Improve the props parameter in setup function
What problem does this feature solve?
import { defineComponent, toRefs, watch } from "vue";
export default defineComponent({
props: {
foo: Boolean
},
setup(props) {
const { foo } = toRefs(props);
// As `foo` might be undefined instead of a Ref
// we cannot watch it directly like this
watch(foo, () => { ... });
}
});
Instead, we need to use:
watch(() => props.foo, () => { ... });
So we need to switch to props.foo
whenever we need to watch it, which doesn't feel very natural to me.
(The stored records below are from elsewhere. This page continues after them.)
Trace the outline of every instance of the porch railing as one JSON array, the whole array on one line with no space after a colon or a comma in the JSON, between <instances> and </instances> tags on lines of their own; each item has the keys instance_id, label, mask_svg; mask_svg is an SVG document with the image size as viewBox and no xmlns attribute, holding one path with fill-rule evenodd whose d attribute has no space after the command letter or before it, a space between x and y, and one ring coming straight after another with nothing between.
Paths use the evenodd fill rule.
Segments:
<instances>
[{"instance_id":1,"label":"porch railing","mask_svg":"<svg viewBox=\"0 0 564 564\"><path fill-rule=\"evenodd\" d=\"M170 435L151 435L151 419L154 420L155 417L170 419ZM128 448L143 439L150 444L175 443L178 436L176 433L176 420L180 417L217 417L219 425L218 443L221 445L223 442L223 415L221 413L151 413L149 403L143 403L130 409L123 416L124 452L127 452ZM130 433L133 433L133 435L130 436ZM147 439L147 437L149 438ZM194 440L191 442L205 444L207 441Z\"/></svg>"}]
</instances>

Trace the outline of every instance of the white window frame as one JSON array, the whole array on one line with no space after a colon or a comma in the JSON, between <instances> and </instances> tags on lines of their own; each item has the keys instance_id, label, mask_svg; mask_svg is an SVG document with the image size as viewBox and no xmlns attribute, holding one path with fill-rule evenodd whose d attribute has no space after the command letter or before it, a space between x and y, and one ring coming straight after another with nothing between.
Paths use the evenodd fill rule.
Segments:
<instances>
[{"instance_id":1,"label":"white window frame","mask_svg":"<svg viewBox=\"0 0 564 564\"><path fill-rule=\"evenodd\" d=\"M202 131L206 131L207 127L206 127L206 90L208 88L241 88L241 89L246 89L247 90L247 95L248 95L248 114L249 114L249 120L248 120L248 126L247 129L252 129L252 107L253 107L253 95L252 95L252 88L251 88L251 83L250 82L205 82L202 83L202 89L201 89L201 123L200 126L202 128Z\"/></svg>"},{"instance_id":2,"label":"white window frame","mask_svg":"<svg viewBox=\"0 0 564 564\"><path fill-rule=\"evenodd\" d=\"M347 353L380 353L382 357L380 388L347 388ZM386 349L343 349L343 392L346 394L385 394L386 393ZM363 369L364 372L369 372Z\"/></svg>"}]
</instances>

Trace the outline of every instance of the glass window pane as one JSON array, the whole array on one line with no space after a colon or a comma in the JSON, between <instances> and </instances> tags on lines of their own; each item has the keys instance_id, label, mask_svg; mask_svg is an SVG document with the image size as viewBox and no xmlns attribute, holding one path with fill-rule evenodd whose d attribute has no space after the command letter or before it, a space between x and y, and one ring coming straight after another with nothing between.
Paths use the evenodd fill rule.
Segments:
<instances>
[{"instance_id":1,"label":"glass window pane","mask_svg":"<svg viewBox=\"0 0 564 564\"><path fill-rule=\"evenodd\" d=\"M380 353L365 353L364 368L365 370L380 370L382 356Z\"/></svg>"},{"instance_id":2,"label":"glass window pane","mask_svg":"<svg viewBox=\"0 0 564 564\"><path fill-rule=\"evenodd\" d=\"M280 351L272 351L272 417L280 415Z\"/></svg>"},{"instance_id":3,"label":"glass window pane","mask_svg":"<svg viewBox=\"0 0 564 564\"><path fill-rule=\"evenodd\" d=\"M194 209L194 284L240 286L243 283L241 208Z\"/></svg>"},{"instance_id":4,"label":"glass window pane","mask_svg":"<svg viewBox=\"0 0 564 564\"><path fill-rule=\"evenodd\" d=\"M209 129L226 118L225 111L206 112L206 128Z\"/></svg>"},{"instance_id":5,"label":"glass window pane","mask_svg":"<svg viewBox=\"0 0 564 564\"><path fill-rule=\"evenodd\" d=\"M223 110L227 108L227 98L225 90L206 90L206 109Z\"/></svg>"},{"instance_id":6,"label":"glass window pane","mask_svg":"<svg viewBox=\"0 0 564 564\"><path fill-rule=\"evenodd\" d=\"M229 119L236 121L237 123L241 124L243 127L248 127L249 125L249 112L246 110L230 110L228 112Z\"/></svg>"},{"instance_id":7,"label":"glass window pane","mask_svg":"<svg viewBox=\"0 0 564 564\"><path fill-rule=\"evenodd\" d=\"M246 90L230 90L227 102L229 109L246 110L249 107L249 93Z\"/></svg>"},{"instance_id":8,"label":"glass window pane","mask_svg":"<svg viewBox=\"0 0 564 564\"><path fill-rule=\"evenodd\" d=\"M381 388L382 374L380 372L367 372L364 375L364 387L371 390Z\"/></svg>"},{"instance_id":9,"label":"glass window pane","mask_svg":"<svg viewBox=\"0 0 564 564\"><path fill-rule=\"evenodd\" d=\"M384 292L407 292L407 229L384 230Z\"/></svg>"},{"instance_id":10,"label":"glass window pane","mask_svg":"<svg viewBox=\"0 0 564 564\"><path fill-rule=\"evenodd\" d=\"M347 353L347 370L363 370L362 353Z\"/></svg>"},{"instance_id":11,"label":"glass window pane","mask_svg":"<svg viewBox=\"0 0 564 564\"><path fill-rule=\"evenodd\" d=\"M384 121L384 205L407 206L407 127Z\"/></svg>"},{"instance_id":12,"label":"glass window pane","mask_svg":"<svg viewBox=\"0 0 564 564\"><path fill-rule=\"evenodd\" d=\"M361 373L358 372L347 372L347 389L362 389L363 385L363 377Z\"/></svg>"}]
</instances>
What does the proposed API look like?
For all declared props, always provide { [propName]: undefined }
in the props
parameter of the setup
function so that we can write:
setup(props) { // props being { foo: undefined }
const { foo } = toRefs(props);
// foo is Ref
watch(foo, () => { ... });
}
How would you differentiate a prop passed as undefined
from a missing prop?
Wouldn't make more sense to do:
const foo = toRef(props, 'foo')
Edit: Although this is technically a breaking change, having the key with undefined
seems to be more flexible, especially with toRefs()
(which otherwise breaks). The limitation would be not being able to detect if a prop is missing when undefined
is an allowed value (not Booleans basically). e.g. if the user is passing undefined
, which I don't think one should do because they should be passing null
instead, to tell the component the prop is empty
If a prop
is missed, it will not appear in props:
{
props: {
foo: {
type: String
}
},
setup(props) {
console.log(Object.keys(props)) // []
const { foo } = toRefs(props) // foo is `undefined`
}
}
So I think it is as expected
How would you differentiate a prop passed as
undefined
from a missing prop?
@posva Hmmm this is a valid point. Maybe we do need to use toRef
on individual prop instead as you suggested.
@HcySunYang I think @posva is right if we always provide undefined
for missing prop there will be no way to tell if it comes from users.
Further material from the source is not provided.